Demo at Automate'25 with Siemens

Visum AI showcased a Vision Language Model (VLM) application in collaboration with Siemens Industry, Inc. at Automate 2025. The demonstration was developed jointly with Siemens and Nvidia. It received strong interest, with several prospective customers engaging in discussions about their own use cases and the potential of VLMs to drive meaningful business outcomes.

Automate 2025 is the largest robotics and automation event in the Americas, serving as a premier platform for showcasing cutting-edge technologies and innovations in the field. Additional information about Automate 2025 is available on LinkedIn and the official event website. Siemens Industry, Inc., a global leader in industrial automation and digitalization solutions, served as the lead sponsor for the event.

The demonstration highlights the capabilities of Vision Language Models (VLMs), offering the ability to select from a range of VILA and NVILA models originally developed by NVIDIA Research. These models are quantized to 4-bit and 8-bit precision and deployed on an edge device—a Siemens industrial PC equipped with an NVIDIA L4 GPU. The application supports loading multiple VLMs simultaneously, provided they fit within the available GPU memory. Once loaded, the models perform inference on images captured in real time from an integrated camera system.

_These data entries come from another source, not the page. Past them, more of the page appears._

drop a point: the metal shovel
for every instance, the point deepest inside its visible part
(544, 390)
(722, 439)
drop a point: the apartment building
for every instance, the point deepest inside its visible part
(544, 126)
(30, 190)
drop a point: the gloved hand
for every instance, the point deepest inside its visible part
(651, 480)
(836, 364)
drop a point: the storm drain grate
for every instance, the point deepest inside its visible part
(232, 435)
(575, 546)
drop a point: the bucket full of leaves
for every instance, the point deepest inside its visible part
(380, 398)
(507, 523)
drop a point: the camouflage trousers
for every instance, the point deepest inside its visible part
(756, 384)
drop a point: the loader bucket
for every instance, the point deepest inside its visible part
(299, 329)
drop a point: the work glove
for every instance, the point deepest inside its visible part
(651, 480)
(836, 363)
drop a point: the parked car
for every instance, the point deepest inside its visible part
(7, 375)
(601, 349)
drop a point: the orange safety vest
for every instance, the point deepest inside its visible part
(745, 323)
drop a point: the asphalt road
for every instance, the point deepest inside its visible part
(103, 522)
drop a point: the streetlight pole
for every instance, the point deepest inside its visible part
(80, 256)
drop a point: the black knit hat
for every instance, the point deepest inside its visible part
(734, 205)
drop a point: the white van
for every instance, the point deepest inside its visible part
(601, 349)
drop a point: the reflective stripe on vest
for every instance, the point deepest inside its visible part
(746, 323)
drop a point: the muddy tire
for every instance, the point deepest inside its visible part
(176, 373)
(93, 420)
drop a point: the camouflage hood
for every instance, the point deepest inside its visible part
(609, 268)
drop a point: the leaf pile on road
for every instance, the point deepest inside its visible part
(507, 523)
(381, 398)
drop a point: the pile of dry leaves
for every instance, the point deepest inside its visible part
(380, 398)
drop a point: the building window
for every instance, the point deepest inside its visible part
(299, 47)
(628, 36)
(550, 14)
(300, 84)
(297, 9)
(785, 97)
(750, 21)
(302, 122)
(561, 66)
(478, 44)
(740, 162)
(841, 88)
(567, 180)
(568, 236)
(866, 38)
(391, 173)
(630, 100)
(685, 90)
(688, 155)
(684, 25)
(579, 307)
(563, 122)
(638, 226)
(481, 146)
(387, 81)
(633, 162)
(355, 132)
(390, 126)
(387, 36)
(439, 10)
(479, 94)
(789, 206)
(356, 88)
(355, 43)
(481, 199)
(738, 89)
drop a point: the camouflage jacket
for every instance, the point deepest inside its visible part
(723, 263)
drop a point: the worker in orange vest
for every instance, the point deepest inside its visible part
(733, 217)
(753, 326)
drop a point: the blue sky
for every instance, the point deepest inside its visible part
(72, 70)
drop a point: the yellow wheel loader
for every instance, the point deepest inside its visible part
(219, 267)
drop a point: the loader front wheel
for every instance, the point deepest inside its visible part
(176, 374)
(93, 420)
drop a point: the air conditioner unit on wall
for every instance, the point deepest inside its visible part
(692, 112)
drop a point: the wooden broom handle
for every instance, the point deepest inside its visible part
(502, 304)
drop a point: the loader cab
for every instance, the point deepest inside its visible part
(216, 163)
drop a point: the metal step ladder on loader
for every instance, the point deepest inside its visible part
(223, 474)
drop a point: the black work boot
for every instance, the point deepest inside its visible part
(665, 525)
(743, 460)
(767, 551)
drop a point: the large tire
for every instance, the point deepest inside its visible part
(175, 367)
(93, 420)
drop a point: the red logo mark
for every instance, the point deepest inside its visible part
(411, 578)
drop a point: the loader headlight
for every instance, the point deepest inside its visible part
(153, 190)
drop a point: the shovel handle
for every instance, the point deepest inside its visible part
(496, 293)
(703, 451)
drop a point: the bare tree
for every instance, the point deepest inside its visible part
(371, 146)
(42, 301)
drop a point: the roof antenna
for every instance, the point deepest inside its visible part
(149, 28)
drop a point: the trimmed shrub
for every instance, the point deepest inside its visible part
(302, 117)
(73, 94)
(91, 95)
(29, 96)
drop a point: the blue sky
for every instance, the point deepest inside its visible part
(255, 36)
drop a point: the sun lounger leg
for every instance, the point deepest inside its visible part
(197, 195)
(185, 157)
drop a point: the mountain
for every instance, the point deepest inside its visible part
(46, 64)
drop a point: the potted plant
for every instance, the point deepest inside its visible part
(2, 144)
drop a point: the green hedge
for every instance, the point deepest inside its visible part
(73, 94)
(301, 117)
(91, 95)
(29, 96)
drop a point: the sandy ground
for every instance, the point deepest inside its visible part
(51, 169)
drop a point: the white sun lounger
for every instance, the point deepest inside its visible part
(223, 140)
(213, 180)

For the purposes of this demonstration, an industrial-grade Basler camera was utilized. The application supports multiple image capture modes, including network trigger, Basler software trigger, and hardware trigger. In network trigger mode, images are captured either via a command sent through a network port or by using a capture button within the application interface. The Basler software stack facilitates the other two modes. In hardware trigger mode, image capture is initiated by an external hardware signal. In software trigger mode, the application was configured to capture images at regular intervals, with a frame acquired every 15 seconds.

The Siemens team developed a demonstration setup featuring a robotic arm that transferred objects from one bin to another. Objects were selected at random, resulting in a zero-shot object detection scenario. A hardware trigger was configured to activate the camera precisely when the robotic arm passed in front of it. Upon image capture, inference was sequentially performed using all loaded Vision Language Models. The output from each model was displayed on-screen and concurrently logged to a database, which could later be accessed through a secondary application for detailed analysis. The application allows one to specify a prompt for each VLM separately. With this setup, one can evaluate the efficacy of VLMs for a large variety of scenarios by modifying the prompts and capturing a variety of images.